Nirmala Nataraj, Special to The Chronicle
Thursday, November 3, 2011
Performance artist Kristina Wong trades in the kind of deft metatheatrical dark comedy that makes her new show, "Cat Lady," immediately watchable.
Wong is accustomed to creating absurdist one-woman shows that pack a punch, whether she's exploring depression and suicide among Asian American women or commenting on the complications and contradictions of going green. "Cat Lady" marks a departure from earlier material, as it is her first ensemble piece.
"There's a control freak in me, so it was difficult at times ... but it was exciting to see the scenes I wasn't in and go, 'Wow, I made them say that!' " Wong says.
The performance, which combines eccentric cat ladies with smarmy male pickup artists, features Wong, drag queen Miss Barbie Q, Clayton Shane Farris and Jabez Zuniga.
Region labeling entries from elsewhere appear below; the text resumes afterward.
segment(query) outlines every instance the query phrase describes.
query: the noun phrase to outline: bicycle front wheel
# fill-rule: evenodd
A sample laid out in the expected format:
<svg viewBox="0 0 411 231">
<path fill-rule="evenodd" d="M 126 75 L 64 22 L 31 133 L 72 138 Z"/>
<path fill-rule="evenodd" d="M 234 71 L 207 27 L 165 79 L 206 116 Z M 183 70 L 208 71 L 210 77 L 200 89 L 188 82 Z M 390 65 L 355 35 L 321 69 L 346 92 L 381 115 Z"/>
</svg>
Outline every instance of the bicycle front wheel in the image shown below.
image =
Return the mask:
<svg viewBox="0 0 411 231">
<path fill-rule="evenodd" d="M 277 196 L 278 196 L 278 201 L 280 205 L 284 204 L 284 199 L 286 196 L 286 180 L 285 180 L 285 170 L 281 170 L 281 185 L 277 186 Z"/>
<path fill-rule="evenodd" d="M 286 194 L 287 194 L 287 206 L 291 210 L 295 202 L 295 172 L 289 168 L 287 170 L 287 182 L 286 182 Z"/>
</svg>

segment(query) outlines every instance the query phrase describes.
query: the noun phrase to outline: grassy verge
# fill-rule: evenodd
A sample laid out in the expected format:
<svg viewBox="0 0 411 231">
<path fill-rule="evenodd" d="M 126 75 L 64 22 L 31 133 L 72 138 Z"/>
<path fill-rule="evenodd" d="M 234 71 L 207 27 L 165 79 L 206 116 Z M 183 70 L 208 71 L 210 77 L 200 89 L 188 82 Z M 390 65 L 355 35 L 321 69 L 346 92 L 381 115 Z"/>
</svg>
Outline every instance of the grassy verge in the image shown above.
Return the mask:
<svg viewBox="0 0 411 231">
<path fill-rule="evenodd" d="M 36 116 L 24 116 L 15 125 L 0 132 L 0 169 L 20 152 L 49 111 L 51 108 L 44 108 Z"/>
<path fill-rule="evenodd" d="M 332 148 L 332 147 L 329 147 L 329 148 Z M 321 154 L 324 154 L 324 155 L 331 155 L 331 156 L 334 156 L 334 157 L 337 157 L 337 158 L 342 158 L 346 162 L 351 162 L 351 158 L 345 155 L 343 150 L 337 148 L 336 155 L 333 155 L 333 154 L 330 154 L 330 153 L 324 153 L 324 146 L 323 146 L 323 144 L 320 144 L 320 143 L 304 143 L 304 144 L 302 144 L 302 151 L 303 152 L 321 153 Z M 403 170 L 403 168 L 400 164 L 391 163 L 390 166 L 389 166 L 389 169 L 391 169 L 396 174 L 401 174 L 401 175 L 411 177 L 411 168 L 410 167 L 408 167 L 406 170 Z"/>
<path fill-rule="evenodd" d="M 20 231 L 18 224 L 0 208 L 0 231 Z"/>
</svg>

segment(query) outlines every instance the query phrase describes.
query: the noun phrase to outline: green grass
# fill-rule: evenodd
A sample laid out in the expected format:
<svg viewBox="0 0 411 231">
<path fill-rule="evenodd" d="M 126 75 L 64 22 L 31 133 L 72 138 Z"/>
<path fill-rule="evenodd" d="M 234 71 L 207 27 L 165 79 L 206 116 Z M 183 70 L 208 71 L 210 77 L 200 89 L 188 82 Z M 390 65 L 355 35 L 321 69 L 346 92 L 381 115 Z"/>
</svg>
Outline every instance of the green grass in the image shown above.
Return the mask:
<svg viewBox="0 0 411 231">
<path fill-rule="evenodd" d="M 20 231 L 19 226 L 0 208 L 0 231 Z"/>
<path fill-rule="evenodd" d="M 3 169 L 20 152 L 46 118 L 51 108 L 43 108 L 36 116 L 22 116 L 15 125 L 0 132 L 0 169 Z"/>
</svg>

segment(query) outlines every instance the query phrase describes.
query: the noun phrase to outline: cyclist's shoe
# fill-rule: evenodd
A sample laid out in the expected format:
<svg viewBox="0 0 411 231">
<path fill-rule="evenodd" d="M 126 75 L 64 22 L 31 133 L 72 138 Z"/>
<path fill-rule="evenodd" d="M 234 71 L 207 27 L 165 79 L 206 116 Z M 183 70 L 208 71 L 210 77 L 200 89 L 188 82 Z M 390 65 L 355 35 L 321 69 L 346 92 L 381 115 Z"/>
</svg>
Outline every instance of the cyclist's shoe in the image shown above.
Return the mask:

As part of the research and preparation process, the performers became integrated in the subculture of the pickup artist (PUA, for short), that smooth-talking lothario who has mastered the art of seduction tactics and whose ostensible purpose is to get women into bed.
"I was fascinated in the PUA as a mode of performance," says Wong, whose process entailed spending all day in a room with the cast doing simulations and rehearsing, and then at night unleashing the "performance" on unsuspecting people in nightclubs.
The entire endeavor required going to PUA school and doing some "drastic behavior modifications and character adjustments. In all my shows I break the fourth wall, so the pre-show has the performers picking up on audience members. ... It's a drill you run over and over again, pretty much just like acting."
Wong says she became interested in incorporating the idea of the PUA into a performance when she was touring "Wong Flew Over the Cuckoo's Nest," her highly acclaimed show about depression among Asian American women. "It was a lonely and draining time," she says, adding, "I felt like while everyone around me was doing real-life things, I was perpetually inside the play."
Wong became interested in the parallels between her role as a performer and the subculture of the PUA, and says she began to notice a few parallels.
"In essence, I was doing my show every night and getting standing ovations, and then I was all alone afterwards. ... PUAs also do the same show every night at clubs, and then they have sex with these women, and are alone all over again," she says. "Both of us feign emotion onstage and perform versions of ourselves, which made me think: What is a real person? What is a genuine connection? How much of our interactions with people are scripted performances?"
The "cat lady" story line adds to the mix. In the play, Wong, who plays herself, is beset by a sudden problem: Her cat, Oliver, has begun to mark his territory by spraying all over her house and belongings. "There's a sense of the cat living in a fake world in which he gets everything he wants and chases laser pointer dots around all day. ... In some ways the only way he can express himself creatively is when he sprays and marks his territory."
Regarding the issue of how the line between performance and reality can become increasingly blurred, "Cat Lady" has enabled Wong to step outside her performer persona.
She says, "When I do a show, my entire life usually gets colored by it. ... Now I am not so much interested in mining my interior for dramatic material, but in coming to the understanding that I am not just my work."
8 p.m. Fri.-Sat., 7 p.m. Sun. $17-$20. ODC Theater, 3153 17th St., S.F. www.odcdance.org.